2. Similar to solution 2 above, but the last step to modify termencoding is omitted. In this case
If Vim is enabled with locale as zh_cn, encoding = EUC-CN,
Fileencoding and termencoding are both null, that is, the value of encoding, which is the ideal condition.

It can be seen that understanding the three key points and the significance of the three parameters will greatly help the coding problem, and you will be able to do whatever you want in the future.
And can be used in other environments that require encoding and conversion.
To solve the problem.

Finally, we recommend a powerful windows ssh client-xshell, which has the same
Multi-tab ssh window capabilities, but the most convenient is that this tool also has the function of changing the Term encoding, so we
You don't need to adjust termencoding frequently. You only need to switch the encoding in the ssh software. This is the most used.
Convenient ssh tool. It is commercial software, but there is no limit on the use of non-registered users, but the 30-day trial period has exceeded
The system prompts registration every time it is started, which has no effect on the function.

Related Article

Contact Us

The content source of this page is from Internet, which doesn't represent Alibaba Cloud's opinion; products and services mentioned on that page don't have any relationship with Alibaba Cloud. If the content of the page makes you feel confusing, please write us an email, we will handle the problem within 5 days after receiving your email.

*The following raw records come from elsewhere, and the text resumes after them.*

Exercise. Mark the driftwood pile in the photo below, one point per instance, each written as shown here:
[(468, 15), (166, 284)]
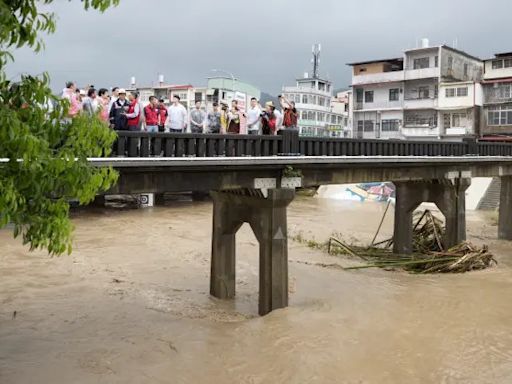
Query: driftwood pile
[(429, 255)]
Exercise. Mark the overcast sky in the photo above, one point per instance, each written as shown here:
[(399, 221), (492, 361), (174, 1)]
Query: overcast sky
[(265, 43)]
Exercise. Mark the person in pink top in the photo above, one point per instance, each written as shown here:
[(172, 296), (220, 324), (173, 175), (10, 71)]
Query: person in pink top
[(69, 93), (104, 102)]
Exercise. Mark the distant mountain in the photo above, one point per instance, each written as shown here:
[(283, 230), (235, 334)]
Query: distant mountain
[(268, 97)]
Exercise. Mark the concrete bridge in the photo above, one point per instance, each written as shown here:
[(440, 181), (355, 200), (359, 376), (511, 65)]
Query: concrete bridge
[(252, 179)]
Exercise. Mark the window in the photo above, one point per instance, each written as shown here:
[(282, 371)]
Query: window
[(462, 91), (359, 95), (447, 121), (368, 125), (394, 94), (422, 62), (500, 115), (458, 119), (497, 64), (420, 119), (390, 125), (503, 91), (423, 92), (450, 92)]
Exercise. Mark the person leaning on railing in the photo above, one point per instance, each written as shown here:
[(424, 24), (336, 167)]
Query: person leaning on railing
[(290, 115), (269, 119)]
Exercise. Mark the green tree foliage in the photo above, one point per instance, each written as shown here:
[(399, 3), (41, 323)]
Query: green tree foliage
[(44, 159)]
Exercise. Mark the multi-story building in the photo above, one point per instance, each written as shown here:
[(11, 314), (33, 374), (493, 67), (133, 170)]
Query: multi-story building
[(497, 84), (313, 97), (430, 92), (341, 105)]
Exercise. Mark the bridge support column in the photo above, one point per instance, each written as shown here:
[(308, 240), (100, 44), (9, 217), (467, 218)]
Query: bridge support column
[(505, 219), (450, 197), (267, 217)]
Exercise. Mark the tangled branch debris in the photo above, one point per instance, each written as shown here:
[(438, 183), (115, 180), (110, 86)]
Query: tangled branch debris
[(429, 254)]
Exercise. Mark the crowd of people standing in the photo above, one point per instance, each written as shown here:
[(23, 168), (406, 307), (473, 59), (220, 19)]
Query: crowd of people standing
[(123, 111)]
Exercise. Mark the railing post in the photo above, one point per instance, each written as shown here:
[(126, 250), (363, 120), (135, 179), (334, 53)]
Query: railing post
[(470, 146), (289, 142)]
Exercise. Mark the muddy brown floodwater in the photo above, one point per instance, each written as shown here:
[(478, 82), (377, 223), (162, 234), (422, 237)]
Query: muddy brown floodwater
[(131, 305)]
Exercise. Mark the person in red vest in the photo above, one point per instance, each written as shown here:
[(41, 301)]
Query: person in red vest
[(152, 115), (133, 113), (162, 115), (290, 113)]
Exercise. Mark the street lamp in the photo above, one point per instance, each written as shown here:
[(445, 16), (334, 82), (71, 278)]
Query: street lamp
[(230, 74)]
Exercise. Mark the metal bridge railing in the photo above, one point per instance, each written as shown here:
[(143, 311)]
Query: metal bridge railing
[(143, 144)]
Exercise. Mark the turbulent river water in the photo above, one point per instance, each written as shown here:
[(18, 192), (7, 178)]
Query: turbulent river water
[(131, 305)]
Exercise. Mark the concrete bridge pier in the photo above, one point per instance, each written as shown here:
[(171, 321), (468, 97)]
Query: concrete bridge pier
[(505, 213), (267, 217), (450, 197)]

If you find any instances of plagiarism from the community, please send an email to: info-contact@alibabacloud.com and provide relevant evidence. A staff member will contact you within 5 working days.

A Free Trial That Lets You Build Big!

Start building with 50+ products and up to 12 months usage for Elastic Compute Service

  • Sales Support

    1 on 1 presale consultation

  • After-Sales Support

    24/7 Technical Support 6 Free Tickets per Quarter Faster Response

  • Alibaba Cloud offers highly flexible support services tailored to meet your exact needs.